The left-oriented Second Vermont Republic movement has mentioned on its website that many S.V.R. activists are involved in the Occupy Vermont movement as well as that in New York City over the past weeks and months.  The idea has now emerged that Zuccotti Park in lower Manhattan, which has been ground-zero of the Occupy protest movement, might declare itself a sovereign state, along the lines of Christiania, or the portable “Woodstock Nation” happenings of the 1970s.  This idea is dovetailing with the sometime S.V.R. agenda of dissolving the Union.  (See this article.)

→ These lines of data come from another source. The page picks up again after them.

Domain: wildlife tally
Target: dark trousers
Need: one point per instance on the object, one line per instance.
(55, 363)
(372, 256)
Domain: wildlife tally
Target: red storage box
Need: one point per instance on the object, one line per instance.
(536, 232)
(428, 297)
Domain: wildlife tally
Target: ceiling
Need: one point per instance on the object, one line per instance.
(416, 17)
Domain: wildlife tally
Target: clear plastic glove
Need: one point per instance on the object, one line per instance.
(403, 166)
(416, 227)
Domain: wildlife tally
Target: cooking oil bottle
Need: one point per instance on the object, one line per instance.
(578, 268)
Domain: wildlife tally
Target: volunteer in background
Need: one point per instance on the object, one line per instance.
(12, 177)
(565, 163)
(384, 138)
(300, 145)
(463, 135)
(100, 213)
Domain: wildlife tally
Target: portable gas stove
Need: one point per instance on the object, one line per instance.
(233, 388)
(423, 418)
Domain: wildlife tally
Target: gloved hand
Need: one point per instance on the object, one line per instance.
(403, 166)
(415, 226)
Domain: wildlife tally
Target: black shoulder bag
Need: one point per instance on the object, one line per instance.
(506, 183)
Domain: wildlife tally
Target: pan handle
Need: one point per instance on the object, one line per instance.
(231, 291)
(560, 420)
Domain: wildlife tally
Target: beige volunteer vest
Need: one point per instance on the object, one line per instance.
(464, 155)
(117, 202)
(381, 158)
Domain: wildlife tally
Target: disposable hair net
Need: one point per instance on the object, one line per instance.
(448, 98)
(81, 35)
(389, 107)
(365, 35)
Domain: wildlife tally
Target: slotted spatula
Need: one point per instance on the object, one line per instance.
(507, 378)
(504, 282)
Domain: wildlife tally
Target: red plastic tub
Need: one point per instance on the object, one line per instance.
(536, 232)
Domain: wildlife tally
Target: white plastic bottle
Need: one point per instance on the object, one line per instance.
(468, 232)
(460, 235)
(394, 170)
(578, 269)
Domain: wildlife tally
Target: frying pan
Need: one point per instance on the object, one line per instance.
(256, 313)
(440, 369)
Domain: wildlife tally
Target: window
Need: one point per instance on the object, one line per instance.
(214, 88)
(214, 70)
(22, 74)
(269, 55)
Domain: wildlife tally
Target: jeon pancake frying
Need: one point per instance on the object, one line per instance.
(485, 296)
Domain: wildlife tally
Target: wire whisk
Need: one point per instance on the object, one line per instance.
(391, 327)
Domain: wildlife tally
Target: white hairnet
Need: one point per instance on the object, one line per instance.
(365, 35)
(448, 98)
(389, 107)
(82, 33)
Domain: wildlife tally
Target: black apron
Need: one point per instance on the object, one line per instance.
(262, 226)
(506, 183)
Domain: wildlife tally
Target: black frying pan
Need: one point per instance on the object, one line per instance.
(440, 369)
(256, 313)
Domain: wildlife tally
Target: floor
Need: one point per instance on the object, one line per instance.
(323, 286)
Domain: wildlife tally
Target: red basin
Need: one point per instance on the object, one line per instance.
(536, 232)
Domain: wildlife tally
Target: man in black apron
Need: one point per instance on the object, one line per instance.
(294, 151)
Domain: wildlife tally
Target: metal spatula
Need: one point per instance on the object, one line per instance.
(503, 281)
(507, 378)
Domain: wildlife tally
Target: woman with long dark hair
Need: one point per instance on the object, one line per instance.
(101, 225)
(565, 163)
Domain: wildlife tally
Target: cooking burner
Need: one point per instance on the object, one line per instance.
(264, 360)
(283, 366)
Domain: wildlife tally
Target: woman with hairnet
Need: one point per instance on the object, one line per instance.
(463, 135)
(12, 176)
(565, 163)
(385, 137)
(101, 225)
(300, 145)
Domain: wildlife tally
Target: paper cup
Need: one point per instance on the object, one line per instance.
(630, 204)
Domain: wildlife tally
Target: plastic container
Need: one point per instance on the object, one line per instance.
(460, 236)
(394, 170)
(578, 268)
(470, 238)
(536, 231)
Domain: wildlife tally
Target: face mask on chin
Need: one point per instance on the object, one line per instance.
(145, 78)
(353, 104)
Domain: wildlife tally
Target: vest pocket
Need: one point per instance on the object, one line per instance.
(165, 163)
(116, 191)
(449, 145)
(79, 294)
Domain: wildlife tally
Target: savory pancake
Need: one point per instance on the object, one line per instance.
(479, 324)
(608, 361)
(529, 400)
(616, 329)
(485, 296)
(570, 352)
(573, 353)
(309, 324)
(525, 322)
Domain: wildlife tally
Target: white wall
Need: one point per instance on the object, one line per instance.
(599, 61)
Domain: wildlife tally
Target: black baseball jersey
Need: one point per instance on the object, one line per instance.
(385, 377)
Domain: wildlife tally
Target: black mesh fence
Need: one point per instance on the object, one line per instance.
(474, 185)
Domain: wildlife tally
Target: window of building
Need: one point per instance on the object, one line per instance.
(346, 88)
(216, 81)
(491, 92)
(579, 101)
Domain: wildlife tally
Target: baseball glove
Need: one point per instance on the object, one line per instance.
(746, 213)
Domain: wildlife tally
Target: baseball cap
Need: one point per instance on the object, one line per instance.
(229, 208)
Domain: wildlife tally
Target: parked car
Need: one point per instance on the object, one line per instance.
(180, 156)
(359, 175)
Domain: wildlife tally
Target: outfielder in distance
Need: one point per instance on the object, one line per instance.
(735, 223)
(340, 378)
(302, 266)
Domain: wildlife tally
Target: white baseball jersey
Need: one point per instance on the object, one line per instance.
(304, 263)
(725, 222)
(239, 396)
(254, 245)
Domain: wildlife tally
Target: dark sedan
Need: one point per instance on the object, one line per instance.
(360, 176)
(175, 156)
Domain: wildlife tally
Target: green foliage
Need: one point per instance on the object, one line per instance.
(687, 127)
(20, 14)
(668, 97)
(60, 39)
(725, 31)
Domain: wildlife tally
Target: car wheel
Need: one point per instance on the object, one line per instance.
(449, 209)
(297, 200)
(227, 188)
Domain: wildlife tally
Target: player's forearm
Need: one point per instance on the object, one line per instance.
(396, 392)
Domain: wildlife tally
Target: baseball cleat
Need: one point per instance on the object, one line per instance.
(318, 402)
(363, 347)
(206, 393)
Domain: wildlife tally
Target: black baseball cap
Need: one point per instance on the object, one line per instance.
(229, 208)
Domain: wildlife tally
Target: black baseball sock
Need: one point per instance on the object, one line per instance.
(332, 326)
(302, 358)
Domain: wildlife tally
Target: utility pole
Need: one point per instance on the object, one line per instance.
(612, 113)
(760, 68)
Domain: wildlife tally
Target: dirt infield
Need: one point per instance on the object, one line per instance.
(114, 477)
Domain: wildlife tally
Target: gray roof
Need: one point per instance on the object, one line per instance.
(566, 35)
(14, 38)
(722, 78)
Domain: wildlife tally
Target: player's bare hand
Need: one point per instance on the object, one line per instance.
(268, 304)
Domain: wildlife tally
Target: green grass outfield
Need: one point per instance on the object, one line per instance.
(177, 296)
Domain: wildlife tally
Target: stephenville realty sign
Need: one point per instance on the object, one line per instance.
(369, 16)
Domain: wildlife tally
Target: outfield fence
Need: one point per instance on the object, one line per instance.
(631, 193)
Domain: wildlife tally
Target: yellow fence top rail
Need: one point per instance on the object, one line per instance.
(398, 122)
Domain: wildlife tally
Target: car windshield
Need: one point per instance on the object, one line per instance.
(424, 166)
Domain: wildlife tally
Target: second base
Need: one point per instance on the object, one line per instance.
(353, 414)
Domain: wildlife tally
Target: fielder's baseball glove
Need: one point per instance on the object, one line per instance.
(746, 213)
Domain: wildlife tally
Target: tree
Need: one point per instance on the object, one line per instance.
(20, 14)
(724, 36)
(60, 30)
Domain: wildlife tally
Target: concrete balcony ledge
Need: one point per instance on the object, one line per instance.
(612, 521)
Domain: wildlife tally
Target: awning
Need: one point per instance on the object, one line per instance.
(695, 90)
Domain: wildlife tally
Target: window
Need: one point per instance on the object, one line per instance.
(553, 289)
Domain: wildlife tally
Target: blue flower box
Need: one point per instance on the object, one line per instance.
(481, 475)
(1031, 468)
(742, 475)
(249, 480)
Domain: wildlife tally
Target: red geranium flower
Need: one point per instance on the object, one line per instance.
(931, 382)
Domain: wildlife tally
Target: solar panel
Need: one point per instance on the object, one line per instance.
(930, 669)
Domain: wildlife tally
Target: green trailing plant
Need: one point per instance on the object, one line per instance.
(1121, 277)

An independent Zuccotti Park republic would be notable for a couple reasons.  First, at 33,000 square feet—or 0.0031 square kilometers—it would, if recognized, be by far the smallest recognized sovereign state in the world.  The current title-holder, Vatican City, at 0.44 square kilometers, is 142 times larger.  (However, Zuccotti Park would still dwarf the currently-unrecognized smallest declared state, the BjornSocialist Republic, the territory of which is a rock in a lake in southern Sweden totalling about six or eight meters square.)

Second, Zuccotti Park, if it kept the name Zuccotti Park in some form or other, would be the last country in the world in alphabetical order, after Zimbabwe, Republic of.  (In English, at least, but not in every language: Cyprus, for example, is known in German as Zypern, which comes after Zuccotti alphabetically.)  For these reasons alone, I fully support Zuccotista separatist aspirations.

Lastly, a Zuccotti Park Free State would need a flag.  So far, no clear vexillological consensus has emerged in this movement, but this one gets my vote:


I welcome any other suggestions for Occupy Wall Street or 99-Percenter flags in general or Zuccotti Park flags in particular.

First, of course, the protesters have to be able to get back into the park and stay there.  A technicality, I say.  A mere bagatelle.